Maizeret and Andoy were attacked on the 23rd. Dave supported the two forts, who supported each other. The garrison noted that the fort's eclipsing turrets could not rise fast enough to avoid being hit by 37mm anti-tank guns before they could fire. The attack intensified so that the turrets and observation cupolas could not be occupied. Saint-Héribert, Maizeret and Malonne surrendered, and Andoy's armament was reduced to one 75mm gun and a grenade launcher turret. The Germans delivered an ultimatum under a flag of truce, demanding the surrender of the fort and threatening aerial bombardment. Andoy's remaining weapons were sabotaged and the fort was surrendered by Commandant Degehet at 1730, receiving military honors from the Germans. The garrison was taken into custody and sent to prisoner of war camps in East Prussia. There were a total of four Belgian dead at Andoy. More than 300 Germans had been killed or wounded in the actions of May around the fort.

==Present==
The Fort d'Andoy is on private property and is not open to the public.
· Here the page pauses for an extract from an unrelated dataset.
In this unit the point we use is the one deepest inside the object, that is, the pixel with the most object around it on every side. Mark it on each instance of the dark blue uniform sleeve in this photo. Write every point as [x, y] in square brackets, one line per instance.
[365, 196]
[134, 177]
It was never repaired or rehabilitated after World War II. It is used as a hunting ground and is in poor condition, overgrown with vegetation.

== Bibliography ==
- Donnell, Clayton, The Forts of the Meuse in World War I, Osprey Publishing, Oxford, 2007, ISBN 978-1-84603-114-4.
- Kauffmann, J.E., Jurga, R., Fortress Europe: European Fortifications of World War II, Da Capo Press, USA, 2002, ISBN 0-306-81174-X.